Confidence was the Bruins never trailing. Confidence was them needing only one power play late in the second period—after giving the Canadiens three consecutive looks (including a five-on-three for 1:50)—to make the type of simple play the Canadiens came nowhere near executing for what proved to be the winning goal.
Pastrnak fed the puck down low to Pavel Zacha, who slipped it through his own legs to Viktor Arvidsson, who then roofed it on Samuel Montembeault.
The Canadiens couldn’t get enough shots by Jeremy Swayman, leaving them perplexed as to where all the good vibes had gone from a 9-3-0 start to the season.
“Confidence is the only way you stay in this league. You’ve got to have a little bit of swagger, and I think we’re lacking a bit of that,” said Cole Caufield. “It’s something you have to work on individually, and that’s something that you have to bring to the rink every day. We expected a lot more of ourselves and it wasn’t good enough tonight.”
Why?
“I don’t really know what it is,” said Struble. “I don’t know. I don’t know what it is.”
Who does when the reads are too frequently botched? When the passes go astray? When the good looks get spoiled by missed shots?
Confidence erodes a bit with every mistake and turns to dust with every mistake that gets compounded. It only slowly returns to solid form with enough good plays getting strung together.
If you only make some and lose, it leaves you hoping you’ve found something instead of knowing you have.
Canadiens coach Martin St. Louis talked about plays that inspired some hope after Saturday’s game. He didn’t mention Jake Evans’ shorthanded goal in the first period, but he had to have liked it.
St. Louis did reference the one Struble, Suzuki and Caufield connected on at four-on-four to get his team back to within one goal with 1:16 remaining in the second period.
“That’s execution when they’re broken, so that’s a good sign,” he said.
St. Louis added he saw some others through the third period, including at six-on-five, where some of Montreal’s most dangerous chances were generated but not capitalized on.
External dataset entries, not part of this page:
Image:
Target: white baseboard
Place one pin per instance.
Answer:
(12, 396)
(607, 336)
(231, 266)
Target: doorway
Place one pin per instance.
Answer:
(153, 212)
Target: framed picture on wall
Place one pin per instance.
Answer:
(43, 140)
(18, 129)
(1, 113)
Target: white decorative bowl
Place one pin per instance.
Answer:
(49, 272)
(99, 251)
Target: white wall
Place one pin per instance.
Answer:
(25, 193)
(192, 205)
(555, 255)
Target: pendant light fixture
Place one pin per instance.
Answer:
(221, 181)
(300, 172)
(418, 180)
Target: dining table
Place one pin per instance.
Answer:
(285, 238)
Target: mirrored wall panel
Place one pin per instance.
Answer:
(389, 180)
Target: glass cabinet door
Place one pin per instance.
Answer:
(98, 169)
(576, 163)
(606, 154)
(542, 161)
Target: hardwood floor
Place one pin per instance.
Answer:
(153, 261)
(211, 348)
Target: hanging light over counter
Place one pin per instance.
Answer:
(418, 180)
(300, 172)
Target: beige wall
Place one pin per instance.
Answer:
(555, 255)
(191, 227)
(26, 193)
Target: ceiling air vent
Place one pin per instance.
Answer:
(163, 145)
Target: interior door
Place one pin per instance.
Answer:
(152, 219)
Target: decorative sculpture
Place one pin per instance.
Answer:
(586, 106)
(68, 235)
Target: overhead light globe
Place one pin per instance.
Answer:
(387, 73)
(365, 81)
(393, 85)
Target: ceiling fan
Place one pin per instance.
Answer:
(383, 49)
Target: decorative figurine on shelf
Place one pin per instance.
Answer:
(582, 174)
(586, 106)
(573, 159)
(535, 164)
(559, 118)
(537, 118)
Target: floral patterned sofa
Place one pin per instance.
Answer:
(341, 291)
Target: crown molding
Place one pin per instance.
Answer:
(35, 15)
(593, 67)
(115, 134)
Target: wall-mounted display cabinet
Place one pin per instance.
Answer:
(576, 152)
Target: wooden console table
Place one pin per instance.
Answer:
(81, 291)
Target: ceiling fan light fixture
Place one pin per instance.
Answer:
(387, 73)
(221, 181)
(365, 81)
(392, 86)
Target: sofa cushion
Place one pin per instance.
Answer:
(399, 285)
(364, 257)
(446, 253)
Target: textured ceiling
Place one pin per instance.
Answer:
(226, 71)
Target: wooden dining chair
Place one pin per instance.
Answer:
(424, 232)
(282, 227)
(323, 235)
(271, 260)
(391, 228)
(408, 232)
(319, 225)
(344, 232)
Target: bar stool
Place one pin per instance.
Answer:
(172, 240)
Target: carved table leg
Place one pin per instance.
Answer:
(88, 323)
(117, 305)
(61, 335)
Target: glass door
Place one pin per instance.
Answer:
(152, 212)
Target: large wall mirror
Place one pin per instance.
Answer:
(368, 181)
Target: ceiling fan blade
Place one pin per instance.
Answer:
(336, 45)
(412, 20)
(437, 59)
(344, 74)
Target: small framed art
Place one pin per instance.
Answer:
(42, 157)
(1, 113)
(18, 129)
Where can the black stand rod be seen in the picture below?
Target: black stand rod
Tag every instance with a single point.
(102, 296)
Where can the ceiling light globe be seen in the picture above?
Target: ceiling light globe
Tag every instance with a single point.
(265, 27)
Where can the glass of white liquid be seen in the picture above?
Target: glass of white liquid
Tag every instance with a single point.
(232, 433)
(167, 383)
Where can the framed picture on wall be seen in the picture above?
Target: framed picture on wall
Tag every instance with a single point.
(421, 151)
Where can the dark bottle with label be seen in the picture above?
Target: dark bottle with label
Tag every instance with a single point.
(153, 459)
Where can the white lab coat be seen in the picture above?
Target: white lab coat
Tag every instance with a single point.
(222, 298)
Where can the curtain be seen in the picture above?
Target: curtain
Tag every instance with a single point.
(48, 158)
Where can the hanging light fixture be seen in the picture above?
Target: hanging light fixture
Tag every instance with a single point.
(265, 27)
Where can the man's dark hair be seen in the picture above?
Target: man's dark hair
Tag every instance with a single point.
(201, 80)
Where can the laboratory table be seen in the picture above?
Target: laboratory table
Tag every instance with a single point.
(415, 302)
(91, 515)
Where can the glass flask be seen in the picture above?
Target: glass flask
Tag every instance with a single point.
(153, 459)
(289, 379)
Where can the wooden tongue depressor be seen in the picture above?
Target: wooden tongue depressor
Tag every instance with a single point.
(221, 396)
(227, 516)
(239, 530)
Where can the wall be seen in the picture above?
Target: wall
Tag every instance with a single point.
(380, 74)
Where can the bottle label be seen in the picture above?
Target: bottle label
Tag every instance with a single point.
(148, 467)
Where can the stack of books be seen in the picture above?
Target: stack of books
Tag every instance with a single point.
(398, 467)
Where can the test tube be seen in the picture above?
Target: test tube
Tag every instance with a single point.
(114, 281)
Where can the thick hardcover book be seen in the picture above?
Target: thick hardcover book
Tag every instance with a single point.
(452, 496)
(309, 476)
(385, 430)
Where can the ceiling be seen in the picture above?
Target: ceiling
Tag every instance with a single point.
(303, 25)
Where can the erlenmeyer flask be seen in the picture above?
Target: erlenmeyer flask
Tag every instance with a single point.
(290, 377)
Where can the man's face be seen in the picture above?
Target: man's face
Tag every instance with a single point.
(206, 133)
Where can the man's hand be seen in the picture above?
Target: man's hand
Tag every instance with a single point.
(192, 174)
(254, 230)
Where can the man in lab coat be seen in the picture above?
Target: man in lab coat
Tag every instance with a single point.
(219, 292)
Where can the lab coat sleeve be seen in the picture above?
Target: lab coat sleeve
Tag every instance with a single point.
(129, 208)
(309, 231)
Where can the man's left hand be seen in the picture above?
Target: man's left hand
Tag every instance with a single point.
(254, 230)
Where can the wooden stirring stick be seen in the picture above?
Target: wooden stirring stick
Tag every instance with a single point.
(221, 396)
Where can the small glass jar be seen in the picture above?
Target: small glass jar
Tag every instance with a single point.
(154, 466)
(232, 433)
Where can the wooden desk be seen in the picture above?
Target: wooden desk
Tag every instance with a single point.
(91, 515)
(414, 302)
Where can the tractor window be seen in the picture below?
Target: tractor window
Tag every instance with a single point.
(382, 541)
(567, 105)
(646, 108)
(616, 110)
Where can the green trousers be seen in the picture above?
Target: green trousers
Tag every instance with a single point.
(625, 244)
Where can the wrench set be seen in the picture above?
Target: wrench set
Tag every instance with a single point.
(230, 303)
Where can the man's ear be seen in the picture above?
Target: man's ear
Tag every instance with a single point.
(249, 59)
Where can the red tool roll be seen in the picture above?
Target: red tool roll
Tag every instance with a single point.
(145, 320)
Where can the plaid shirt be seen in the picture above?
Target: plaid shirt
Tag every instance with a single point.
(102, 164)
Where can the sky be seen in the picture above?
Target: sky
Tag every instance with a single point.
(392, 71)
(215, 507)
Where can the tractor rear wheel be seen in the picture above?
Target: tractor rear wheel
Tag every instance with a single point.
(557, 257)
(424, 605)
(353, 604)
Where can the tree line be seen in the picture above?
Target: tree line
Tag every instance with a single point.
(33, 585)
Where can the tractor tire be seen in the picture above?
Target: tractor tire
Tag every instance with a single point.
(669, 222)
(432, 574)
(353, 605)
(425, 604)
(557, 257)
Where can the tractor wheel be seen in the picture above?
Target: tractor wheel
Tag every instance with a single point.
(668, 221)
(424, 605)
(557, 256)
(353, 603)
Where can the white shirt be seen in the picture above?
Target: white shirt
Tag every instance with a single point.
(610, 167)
“I guess, in that sense, it’s encouraging,” St. Louis said. “We haven’t forgotten how to play, we haven’t forgotten how to execute, it’s just it’s a hard league sometimes. And it would be nice to play with swagger every night. Swagger will go up and down, but we’ve got to find a way to get it back up and you do that one play at a time.
“Did we make enough to give us a little something? We hope so.”
The coach and players won’t know for sure until the power play that produced seven goals on its first 13 chances with Ivan Demidov added to the top unit clicks again after missing on 17 straight chances over the last five games. They won’t know for sure until Suzuki’s line with Caufield and Juraj Slafkovsky starts rolling the way it was rolling through the first 13 games instead of being shut down the way it has been in four of the last five games. They won’t know for sure until the defence looks much more like it did through the start and much less like it has over this past week. And they won’t know until at least one of the goaltenders plays like Swayman did for the Bruins on Saturday.
The next opportunity comes on Monday in Columbus. It was missed against Boston.